5. The method of claim 3, wherein the generating of a CPE code comprises:

generating a first CPE code when the identification information is indicative of a first user; and

generating a second CPE code, different than the first CPE code, when the identification information is indicative of a second user.

6. The method of claim 1, wherein the generating of a CPE code comprises querying a database of CPE codes using the identification information and the action information as query parameters.

7. The method of claim 1, wherein the generating of a CPE code includes:

accessing parental control restrictions associated with a user associated with the identification information; and

generating a CPE code in compliance with the parental control restrictions.

8. A customer premises equipment (CPE) device, comprising:

a processor;

a network interface to receive encoded multimedia content;

a multimedia decoder to decode the encoded multimedia content;

a remote control interface to receive and process a remote control signal transmitted by a remote control; and

storage media embedding processor executable instructions, the instructions comprising instructions to: extract, from the remote control signal, identification information indicative of a remote control device setting; extract, from the remote control signal, action information indicative of a requested action; determine a CPE action based on the identification information and the action information; and execute the CPE action.

9. The device of claim 8, wherein the instructions further comprise instructions to generate a CPE code corresponding to the CPE action.

10. The device of claim 9, wherein the storage media further includes CPE code data, wherein the CPE code data is suitable for determining the CPE code corresponding to a CPE action, and further wherein the instructions to generate the CPE code comprise instructions to access the CPE code data structure using the CPE action.

11. The device of claim 8, wherein the instructions to determine a CPE action include instructions to determine a null action as the CPE action when the identification information has a first value.
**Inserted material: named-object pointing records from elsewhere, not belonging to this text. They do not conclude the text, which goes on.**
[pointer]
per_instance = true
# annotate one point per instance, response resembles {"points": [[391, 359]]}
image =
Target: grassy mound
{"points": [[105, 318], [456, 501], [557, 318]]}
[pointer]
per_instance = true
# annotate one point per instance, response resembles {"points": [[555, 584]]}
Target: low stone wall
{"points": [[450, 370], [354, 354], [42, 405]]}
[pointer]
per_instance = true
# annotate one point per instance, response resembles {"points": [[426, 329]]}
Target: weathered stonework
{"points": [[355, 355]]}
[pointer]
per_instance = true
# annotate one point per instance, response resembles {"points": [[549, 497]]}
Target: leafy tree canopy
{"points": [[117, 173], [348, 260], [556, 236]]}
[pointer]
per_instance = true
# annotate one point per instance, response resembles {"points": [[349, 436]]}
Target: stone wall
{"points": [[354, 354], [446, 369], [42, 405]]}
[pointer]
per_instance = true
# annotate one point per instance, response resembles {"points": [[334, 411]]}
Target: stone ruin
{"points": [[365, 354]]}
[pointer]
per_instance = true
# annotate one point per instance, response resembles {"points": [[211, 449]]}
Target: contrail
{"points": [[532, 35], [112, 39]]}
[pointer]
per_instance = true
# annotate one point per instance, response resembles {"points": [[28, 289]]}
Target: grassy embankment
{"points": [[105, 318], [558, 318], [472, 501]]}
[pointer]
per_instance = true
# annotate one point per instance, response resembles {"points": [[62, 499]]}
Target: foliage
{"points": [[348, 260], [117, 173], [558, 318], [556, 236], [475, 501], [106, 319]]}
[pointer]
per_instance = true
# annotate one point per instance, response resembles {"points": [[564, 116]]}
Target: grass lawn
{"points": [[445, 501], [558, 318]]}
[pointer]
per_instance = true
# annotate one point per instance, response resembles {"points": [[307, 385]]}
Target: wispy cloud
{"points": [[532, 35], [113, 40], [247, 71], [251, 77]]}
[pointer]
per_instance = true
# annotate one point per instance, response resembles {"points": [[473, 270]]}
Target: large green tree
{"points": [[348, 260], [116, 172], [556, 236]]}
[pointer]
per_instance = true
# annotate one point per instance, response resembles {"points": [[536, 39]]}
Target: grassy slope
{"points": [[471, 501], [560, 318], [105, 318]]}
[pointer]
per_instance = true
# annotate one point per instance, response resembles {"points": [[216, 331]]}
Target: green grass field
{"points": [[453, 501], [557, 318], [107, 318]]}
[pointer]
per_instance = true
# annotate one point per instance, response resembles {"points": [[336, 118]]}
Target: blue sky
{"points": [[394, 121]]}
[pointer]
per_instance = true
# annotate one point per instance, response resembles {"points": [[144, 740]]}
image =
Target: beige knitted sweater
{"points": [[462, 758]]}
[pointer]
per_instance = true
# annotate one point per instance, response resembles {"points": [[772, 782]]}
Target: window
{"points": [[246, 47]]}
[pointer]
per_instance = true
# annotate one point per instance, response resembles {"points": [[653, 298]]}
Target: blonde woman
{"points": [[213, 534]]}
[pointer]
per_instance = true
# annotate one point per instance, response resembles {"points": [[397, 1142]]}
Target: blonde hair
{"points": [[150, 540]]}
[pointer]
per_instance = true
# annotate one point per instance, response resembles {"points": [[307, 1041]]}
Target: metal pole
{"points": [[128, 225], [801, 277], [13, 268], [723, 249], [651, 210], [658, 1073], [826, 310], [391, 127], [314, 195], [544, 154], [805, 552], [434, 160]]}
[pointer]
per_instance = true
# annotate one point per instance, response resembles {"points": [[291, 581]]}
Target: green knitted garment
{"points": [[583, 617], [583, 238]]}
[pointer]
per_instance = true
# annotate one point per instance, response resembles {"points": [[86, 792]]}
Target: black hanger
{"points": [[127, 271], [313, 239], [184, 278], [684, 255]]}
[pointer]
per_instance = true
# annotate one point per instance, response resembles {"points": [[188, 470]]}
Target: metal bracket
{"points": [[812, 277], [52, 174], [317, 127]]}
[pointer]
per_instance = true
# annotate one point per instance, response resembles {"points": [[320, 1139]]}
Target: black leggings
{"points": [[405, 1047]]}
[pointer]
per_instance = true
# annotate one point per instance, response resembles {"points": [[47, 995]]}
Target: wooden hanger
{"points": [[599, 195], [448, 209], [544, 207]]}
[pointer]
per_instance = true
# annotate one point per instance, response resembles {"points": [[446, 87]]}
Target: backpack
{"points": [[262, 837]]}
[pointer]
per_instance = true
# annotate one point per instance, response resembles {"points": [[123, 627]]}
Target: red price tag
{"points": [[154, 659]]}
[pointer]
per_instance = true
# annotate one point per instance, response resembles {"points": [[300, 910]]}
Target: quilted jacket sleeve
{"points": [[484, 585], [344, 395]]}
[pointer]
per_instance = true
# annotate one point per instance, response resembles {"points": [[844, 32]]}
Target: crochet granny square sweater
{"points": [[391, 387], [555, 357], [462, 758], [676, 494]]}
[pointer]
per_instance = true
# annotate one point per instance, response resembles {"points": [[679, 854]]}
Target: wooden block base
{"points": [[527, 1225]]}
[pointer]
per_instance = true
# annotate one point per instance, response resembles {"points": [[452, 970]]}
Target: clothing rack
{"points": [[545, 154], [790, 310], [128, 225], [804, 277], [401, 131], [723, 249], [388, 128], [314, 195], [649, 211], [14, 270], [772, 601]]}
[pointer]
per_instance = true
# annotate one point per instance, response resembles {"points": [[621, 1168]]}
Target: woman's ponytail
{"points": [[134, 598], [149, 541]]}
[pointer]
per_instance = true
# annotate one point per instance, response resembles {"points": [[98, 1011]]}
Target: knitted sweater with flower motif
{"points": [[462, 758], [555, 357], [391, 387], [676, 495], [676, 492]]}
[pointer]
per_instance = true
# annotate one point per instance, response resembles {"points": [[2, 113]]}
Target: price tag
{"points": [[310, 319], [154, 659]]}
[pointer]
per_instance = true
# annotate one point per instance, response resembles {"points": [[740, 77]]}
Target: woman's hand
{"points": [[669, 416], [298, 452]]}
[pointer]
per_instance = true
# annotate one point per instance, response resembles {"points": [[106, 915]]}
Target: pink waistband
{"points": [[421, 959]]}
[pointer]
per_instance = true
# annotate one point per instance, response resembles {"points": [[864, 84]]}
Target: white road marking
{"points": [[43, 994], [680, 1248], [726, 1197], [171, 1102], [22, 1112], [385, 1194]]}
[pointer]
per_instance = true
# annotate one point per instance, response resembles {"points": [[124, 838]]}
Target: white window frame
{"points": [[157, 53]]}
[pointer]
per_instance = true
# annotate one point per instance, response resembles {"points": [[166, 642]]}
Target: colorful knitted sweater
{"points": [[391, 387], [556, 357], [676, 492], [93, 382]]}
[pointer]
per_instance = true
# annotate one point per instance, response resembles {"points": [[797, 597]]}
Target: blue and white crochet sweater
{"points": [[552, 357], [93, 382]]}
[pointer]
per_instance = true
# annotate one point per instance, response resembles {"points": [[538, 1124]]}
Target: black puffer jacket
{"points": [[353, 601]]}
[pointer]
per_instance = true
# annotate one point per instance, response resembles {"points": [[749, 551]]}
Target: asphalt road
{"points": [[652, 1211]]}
12. The device of claim 8, wherein the identification information is indicative of an identity of the remote control device.

13. The device of claim 8, wherein the identification information is indicative of a state of an N-state switchable control of the remote control device.

14. The device of claim 8, wherein the identification information is indicative of a user category of a user of the remote control device.

15. The device of claim 14, wherein the user category is selected from the group of user categories including an adult category and a child category.

16. The device of claim 15, wherein the instructions to determine the CPE action include instructions to:

access parental control information when the user category is the child category; and

identify a CPE action complying with the parental control information.

17. A remote control device, comprising:

an N-state switchable control, wherein N is greater than 1;

an action control;

data generation logic configured to respond to an assertion of the action control, by generating remote control data based on the action control asserted and a state of the N-state switchable control; and

a transmitter operable to modulate the remote control data onto a remote control carrier signal and transmit the modulated remote control carrier signal.

18. The device of claim 17, wherein the N-state switchable control is a physical switch.

19. The device of claim 18, wherein the physical switch is recessed within a housing of the remote control device.

20. The device of claim 17, further comprising a sensing device operable to detect a biometric characteristic of a user of the remote control.

21. The device of claim 20, wherein a state of the N-state switchable control is responsive to the biometric characteristic detected by the sensing device.

22. The device of claim 17, wherein the remote control data includes a numeric action code based on the asserted action control and a numeric identification code based on a state of the N-state switchable control.

23. The device of claim 22, wherein the modulated remote control carrier signal includes an action code portion indicative of the action code and an identification portion indicative of the identification code.